The House of Representatives has approved the most sweeping voting rights bill in decades. The For the People Act, also known as House Resolution 1, passed Wednesday by a vote of a 220 to 210, with every Republican opposing the bill. The legislation is aimed at improving voter registration and access to voting, ending partisan and racial gerrymandering, forcing the disclosure of dark money donors, increasing public funding for candidates, and imposing strict ethical and reporting standards on congressmembers and members of the U.S. Supreme Court. The bill now heads to the Senate, where it’s expected to be killed by Republicans unless all 50 Senate Democrats unite to end the filibuster.
The House measure comes as voting rights are under attack in courthouses and statehouses across the country. Republican state lawmakers have introduced over 250 bills in 43 states to limit voter access. Meanwhile, the Supreme Court appears poised to uphold controversial voting limits in Arizona in a case that would further gut the Voting Rights Act. During oral arguments Tuesday, attorney Michael Carvin, who represents the Arizona Republican Party, admitted increasing voter turnout, quote, “puts us at a competitive disadvantage relative to Democrats. Politics is a zero sum game,” he said. Carvin’s comment echoes a famous quote by the late conservative activist Paul Weyrich, co-founder of The Heritage Foundation. In 1980, he said, “I don’t want everybody to vote. Elections are not won by a majority of people. … [O]ur leverage in the elections goes up as the voting populace goes down,” Weyrich said.
We’re joined now by newly elected Democratic Congressmember Mondaire Jones of New York.
It’s great to have you with us, Congressman Jones. Can you talk about the significance of what you’ve just passed in the House and what you want to see happen in the Senate?
REP. MONDAIRE JONES: I’m so grateful to be here with you and your viewers.
What we passed, in the form of H.R. 1, is of foundational importance. It is literally required to save our democracy from the ongoing, flagrant assault on our democracy by the Republican Party. The modern-day Republican Party cannot compete on the merits of its policy ideas. Rather, it is seeking to disenfranchise large swaths of the American electorate, especially Black and Hispanic people in Southern states. And so, we have to take action as the United States Congress. It’s why House Democrats passed what you accurately described as the most important voting rights bill since the Voting Rights Act of 1965. And it is a very large bill, and it contains a lot of great things.
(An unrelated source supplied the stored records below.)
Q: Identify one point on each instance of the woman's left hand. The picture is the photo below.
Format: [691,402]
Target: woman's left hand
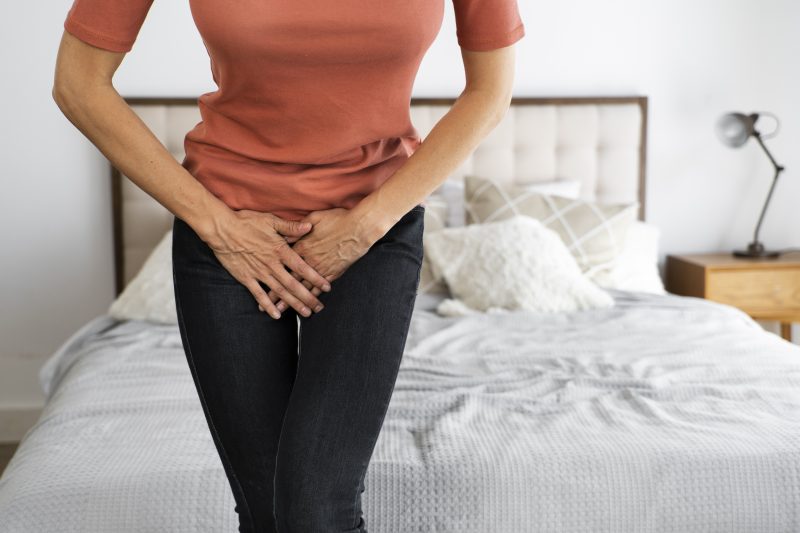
[332,245]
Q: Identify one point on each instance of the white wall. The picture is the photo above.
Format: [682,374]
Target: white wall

The stuff that I’ve tended to focus on are automatic voter registration to enfranchise an additional 50 million people nationally; independent redistricting commissions as replacements for the practice of partisan gerrymandering of congressional districts that has allowed people like Marjorie Taylor Greene to coast to victory in general election contests simply because they have prevailed in their Republican primaries; and, of course, public campaign financing, so that people from working-class backgrounds, who tend to be more diverse and are certainly more representative of the median American voter, are able to win congressional campaigns. And by the way, when that happens, you won’t have crazy people, completely detached from reality because of their obscene wealth, debating the need for $2,000 survival checks in the midst of the worst economic crisis since the Great Depression.
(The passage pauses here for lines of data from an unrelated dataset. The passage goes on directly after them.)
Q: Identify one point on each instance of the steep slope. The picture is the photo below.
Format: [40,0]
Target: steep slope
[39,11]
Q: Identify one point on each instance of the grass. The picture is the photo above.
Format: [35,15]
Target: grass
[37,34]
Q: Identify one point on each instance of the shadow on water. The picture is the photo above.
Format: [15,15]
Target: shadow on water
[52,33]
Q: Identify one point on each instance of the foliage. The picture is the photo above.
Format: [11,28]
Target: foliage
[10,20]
AMY GOODMAN: So, you passed it in the House, H.R. 1. It goes now to the Senate, where it’s expected to die because of the filibuster. Can you talk about the use of the filibuster and what you want to see happen?
REP. MONDAIRE JONES: I don’t expect it to die. And when I speak to my colleagues, they don’t expect it to die, either. We are reaching a point where, as the United States Congress, in particular in the House, continues to pass commonsense legislation that has bipartisan support, by the way — when you look at stuff like the Equality Act, overwhelmingly, Democrats and Republicans don’t feel like members of the LGBTQ community should be discriminated against in housing, in employment, in credit, and so on and so forth. You know, we passed the George Floyd Justice in Policing Act. That’s going to be sitting at the door of the United States Senate, and you’ve got all these senators and also the president and vice president of the United States, who were elected on the backs of Black people and Brown people, and you’re not going to do anything?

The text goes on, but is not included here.